Open Thoughts

Reviewing software

Posted by Cheng Soon Ong on October 13, 2008

The review process for the current NIPS workshop mloss08 is now underway. There are a couple of interesting thoughts that I had while discussing this process with Soeren and Mikio, as well as some of the program committee. The two issues are:

  • Who should review a project?
  • What are the review criteria?

Reviewer Choice

Unlike standard machine learning projects, choosing a reviewer for a mloss project has to be comfortable with three different aspects of the system, namely:

  • The machine learning problem (e.g. Graphical models, kernel methods, or reinforcement learning)
  • The programming language, or at least the paradigm (e.g. object oriented programming)
  • The operating environment (which may be a particular species of make on a version of Linux)

There is also projects about a particular application area of machine learning, such as brain-computer interfaces which put an additional requirement on the understanding of the reviewer.

However, if one looks at the set of people who satisfy all those criteria for a particular project, one usually ends up with only a handful of potential researchers, most of which would have a conflict of interest with the submitted project. So, often I would choose a reviewer who is an expert in one of the three areas and hope that he or she would be able to figure out the rest.

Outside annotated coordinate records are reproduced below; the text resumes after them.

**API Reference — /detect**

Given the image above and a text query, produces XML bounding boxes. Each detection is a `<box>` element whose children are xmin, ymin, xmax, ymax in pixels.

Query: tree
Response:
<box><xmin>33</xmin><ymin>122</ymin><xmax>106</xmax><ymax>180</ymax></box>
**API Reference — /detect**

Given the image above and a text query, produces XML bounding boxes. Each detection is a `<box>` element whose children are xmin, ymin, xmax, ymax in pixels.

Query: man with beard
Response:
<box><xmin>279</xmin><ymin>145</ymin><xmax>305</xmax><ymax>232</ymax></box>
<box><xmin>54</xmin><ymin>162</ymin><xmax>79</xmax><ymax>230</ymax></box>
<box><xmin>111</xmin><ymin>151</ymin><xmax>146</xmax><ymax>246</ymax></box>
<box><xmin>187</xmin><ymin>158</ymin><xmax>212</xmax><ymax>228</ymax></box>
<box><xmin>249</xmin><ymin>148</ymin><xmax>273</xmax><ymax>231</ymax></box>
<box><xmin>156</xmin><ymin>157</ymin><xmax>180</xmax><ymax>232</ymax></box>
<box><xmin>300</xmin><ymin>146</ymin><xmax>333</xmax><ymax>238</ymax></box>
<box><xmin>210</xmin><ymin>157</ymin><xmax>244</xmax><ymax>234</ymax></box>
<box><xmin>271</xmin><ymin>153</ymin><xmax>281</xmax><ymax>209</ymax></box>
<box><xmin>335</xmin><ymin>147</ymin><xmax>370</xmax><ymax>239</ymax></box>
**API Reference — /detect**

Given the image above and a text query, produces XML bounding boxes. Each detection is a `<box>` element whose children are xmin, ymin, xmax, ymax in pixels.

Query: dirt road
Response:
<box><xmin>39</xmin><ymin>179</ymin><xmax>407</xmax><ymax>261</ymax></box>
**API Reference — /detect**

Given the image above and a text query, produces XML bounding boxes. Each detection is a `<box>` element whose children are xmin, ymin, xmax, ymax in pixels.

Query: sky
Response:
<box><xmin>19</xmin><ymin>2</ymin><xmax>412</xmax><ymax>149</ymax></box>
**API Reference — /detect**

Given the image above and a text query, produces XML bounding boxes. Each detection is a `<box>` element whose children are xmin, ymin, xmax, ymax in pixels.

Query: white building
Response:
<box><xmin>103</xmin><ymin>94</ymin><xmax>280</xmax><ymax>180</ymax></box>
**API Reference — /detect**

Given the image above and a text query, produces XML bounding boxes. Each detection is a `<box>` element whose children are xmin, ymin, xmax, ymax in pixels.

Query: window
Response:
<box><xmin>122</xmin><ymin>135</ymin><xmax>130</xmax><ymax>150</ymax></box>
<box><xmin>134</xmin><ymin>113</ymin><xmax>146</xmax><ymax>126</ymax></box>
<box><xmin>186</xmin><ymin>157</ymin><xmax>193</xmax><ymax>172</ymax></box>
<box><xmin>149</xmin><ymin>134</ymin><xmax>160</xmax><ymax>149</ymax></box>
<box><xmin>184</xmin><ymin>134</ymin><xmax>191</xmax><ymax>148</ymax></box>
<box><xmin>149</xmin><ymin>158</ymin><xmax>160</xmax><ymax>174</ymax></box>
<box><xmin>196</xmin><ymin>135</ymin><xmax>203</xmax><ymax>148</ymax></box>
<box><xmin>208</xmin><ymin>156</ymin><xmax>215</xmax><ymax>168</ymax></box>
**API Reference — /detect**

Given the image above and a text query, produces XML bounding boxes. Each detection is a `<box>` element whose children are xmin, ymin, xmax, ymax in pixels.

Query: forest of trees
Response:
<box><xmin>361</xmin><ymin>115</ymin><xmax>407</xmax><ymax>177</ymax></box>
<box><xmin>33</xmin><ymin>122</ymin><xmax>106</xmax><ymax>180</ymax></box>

Is there a better solution?

Review Criteria

The JMLR review criteria are:

  1. The quality of the four page description.
  2. The novelty and breadth of the contribution.
  3. The clarity of design.
  4. The freedom of the code (lack of dependence on proprietary software).
  5. The breadth of platforms it can be used on (should include an open-source operating system).
  6. The quality of the user documentation (should enable new users to quickly apply the software to other problems, including a tutorial and several non-trivial examples of how the software can be used).
  7. The quality of the developer documentation (should enable easy modification and extension of the software, provide an API reference, provide unit testing routines).
  8. The quality of comparison to previous (if any) related implementations, w.r.t. run-time, memory requirements, features, to explain that significant progress has been made.

This year's workshop has the theme of interoperability and coorperation. Therefore it is also a review criteria. The important question is how to weight the different aspects? The answer is not at all clear. There is a basic level of adherence which is necessary for each of the criteria, above which is it difficult to trade off the different aspects quantitatively. For example does very good user documentation excuse very poor code design? Does being able to run on many different operating systems excuse very poor run time memory and computational performance?